With regard to Brexit, it was always clear that more firms would invest in British businesses, and that some large companies would move their business to the United Kingdom or buy into big British firms, but with lockdowns, many FTSE 100 listed consultancies, pharmaceutical firms and companies with rock-solid government contracts have had their backs scratched very extensively by politicians.
This is known as 'corporate socialism' and it is very much a factor within the British elite. It is, in short, a type of economic policy that takes from the people and gives to corporations.
In May last year, just two months into the lockdowns that were forced upon the businesses of the nation and disobeyed by those who instructed others to abide by them, figures from the Office for National Statistics (ONS) showed the cost to the public purse of the various measures introduced by the Johnson government would amount to at least £110 billion over the next year.
They comprised of huge grants to large corporations in the form of £49 billion or more in wage subsidies paid to companies who furlough workers, most of whom only receive 80 percent of their usual pay, and £16 billion for additional day-to-day spending on public services.
Smaller businesses by comparison have been encouraged to take out loans instead, which are backed by the government but are fully repayable.
Many small businesses in the United Kingdom are in the hospitality sector, and today, industry leaders said more than 200,000 jobs were still at risk. The delay to the end of lockdown looks set to cost the economy £4 billion in lost spending, with the hospitality industry taking a £3 billion hit.
Interest payments on Britain’s £2.2 trillion national debt pile could rise to a post-war high if inflation surges out of control, a major international banking body has warned.

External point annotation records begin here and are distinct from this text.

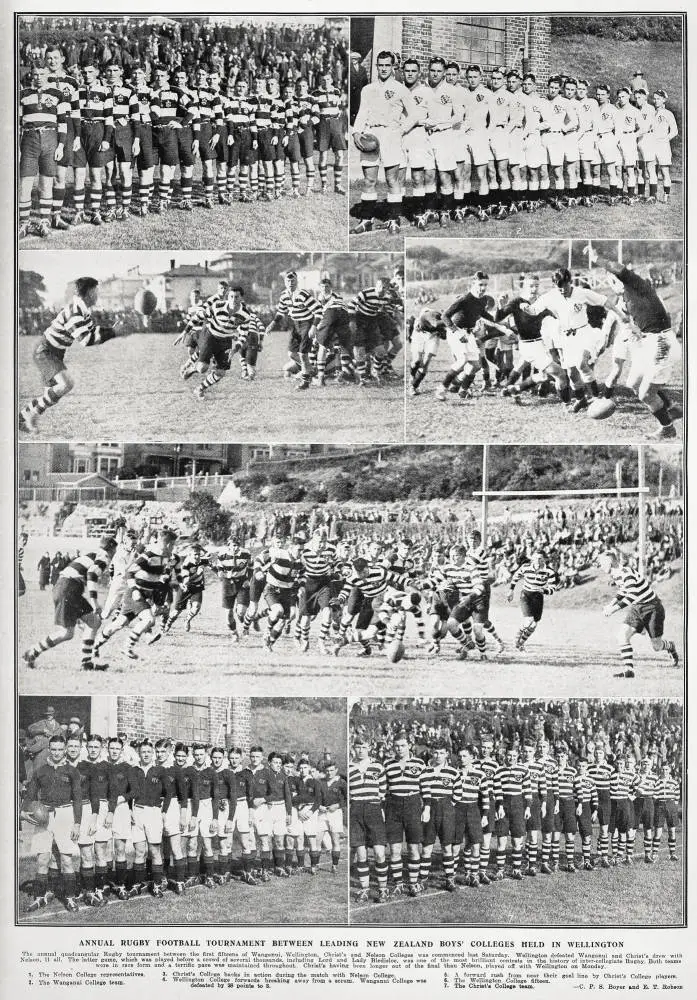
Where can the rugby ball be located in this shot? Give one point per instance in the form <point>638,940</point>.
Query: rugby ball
<point>366,142</point>
<point>39,813</point>
<point>601,409</point>
<point>145,302</point>
<point>395,651</point>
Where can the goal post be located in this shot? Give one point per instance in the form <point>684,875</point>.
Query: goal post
<point>641,491</point>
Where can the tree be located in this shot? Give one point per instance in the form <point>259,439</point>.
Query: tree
<point>31,290</point>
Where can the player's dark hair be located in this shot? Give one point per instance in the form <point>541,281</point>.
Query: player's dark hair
<point>85,285</point>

The Government could end up forking out around £100 billion every year on servicing its debt, the Bank for International Settlements (BIS) indicated in its annual economic report, if interest rates were increased to ‘levels in the mid-1990s’ to combat rising inflation.
Currently, the UK is spending around £45 billion a year on interest, after borrowing spiralled last year to cover the costs of the lockdowns.
Despite this the hospitality sector faces a £92 million business rates bill in July, and will be asked to contribute to the cost of furloughing staff.
If this is accurate, the FTSE 100 blue chip companies are absolutely bolstered and almost too big to fail, whilst the wider economy falters under huge debt, and small business becomes increasingly non-viable.